195,56012.946973,Report,197,197,36640
196,57353.566422,Report,112,112,43856
197,56556.839573,Report,145,145,59104
198,57242.400862,Report,117,117,48736


It is clear that the shape of the returned data contains 200 rows, corresponding to the 200 simulations that were executed. This row count reflects one summarized row per simulation.

When no aggregation is applied, the number of rows increases because each simulation contributes multiple
records. For example, if each simulation spans 10 years, the resulting DataFrame will contain 10 × 200 = 2,000 rows.

When engine is 'python' the workflow is as follows:

Remember because our jobs above were created as a generator, they were all consumed, so we have to create new ones first


In [9]:
jobs = ({'model': 'Maize', 'ID': i, 'payload': [{'path': '.Simulations.Simulation.Field.Fertilise at sowing',
                                                    'Amount': i}]} for i in range(200))

In [10]:
Parallel.run_all_jobs(jobs=jobs, n_cores=6, engine='python', threads=False, 
                          subset=['Yield'],
                          progressbar=True)

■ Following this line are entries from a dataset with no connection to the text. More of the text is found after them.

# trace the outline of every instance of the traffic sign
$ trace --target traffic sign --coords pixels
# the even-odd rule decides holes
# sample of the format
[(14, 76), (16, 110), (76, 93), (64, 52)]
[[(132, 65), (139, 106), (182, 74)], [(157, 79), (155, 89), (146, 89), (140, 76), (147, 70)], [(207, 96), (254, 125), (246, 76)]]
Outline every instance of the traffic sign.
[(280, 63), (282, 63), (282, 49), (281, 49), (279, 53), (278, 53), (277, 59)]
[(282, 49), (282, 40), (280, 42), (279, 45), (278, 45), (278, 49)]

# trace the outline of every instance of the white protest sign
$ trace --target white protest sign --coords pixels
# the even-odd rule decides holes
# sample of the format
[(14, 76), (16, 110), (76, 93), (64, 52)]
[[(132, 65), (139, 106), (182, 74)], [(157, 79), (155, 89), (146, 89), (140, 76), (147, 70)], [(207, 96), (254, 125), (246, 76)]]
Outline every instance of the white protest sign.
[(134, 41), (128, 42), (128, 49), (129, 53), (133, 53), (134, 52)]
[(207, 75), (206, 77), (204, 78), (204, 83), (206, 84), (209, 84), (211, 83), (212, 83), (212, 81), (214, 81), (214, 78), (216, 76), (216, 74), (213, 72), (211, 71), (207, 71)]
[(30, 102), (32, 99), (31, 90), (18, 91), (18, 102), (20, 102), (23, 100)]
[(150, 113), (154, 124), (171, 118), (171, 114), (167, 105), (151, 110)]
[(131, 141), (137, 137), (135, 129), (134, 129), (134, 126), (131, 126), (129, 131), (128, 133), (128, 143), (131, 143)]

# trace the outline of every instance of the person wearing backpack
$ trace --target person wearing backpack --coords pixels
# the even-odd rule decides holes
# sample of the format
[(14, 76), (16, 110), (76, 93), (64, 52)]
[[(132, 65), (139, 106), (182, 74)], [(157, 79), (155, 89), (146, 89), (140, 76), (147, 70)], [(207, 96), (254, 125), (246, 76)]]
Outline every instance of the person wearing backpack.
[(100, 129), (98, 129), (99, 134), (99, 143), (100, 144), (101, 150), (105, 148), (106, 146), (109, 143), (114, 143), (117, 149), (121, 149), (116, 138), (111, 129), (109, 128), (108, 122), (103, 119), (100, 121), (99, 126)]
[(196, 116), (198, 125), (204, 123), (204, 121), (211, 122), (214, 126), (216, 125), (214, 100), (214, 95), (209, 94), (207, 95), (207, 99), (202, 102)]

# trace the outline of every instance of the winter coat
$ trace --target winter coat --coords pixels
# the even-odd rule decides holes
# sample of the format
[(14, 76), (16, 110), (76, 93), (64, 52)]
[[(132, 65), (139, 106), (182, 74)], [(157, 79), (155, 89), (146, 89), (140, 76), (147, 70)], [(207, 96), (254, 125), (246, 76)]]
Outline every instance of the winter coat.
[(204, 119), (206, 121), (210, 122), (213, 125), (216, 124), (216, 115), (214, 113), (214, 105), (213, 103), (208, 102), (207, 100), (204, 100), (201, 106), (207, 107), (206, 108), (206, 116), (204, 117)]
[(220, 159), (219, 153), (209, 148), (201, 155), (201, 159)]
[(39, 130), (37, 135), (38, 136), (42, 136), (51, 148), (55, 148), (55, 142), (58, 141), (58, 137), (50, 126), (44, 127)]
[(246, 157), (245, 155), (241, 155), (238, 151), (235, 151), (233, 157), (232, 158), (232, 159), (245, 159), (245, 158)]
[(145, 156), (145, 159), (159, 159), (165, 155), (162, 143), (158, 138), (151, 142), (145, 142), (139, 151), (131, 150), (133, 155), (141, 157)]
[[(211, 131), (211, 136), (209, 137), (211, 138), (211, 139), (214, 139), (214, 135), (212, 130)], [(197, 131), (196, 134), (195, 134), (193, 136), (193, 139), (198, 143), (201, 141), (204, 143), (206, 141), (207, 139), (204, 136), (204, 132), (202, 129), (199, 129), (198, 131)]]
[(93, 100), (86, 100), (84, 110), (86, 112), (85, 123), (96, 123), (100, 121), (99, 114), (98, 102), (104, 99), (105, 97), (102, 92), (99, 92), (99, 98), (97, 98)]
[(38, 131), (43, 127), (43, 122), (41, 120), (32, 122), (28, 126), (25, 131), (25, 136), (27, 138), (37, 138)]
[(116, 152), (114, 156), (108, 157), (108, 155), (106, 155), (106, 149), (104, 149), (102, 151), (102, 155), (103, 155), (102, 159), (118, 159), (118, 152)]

APSIM running[0f] ██████████ 100% (200/200) >> completed (elapsed=>05:51, eta=>00:00) 


Looking at the progressbar elapsed time, when engine is python, the time take to completion is very low

it is also possible to get raw data without subseting any column or aggregating as follows

In [ ]:
Parallel = MultiCoreManager(db_path=db, agg_func=None, table_prefix='jupter_example',)
jobs = ({'model': 'Maize', 'ID': i, 'payload': [{'path': '.Simulations.Simulation.Field.Fertilise at sowing',
                                                    'Amount': i}]} for i in range(200))
Parallel.run_all_jobs(jobs=jobs, n_cores=6, engine='csharp', threads=False, 
                          subset=None,
                          progressbar=True)

Processing 200 jobs wait..              0%  >> completed (elapsed=>00:00, eta=>?)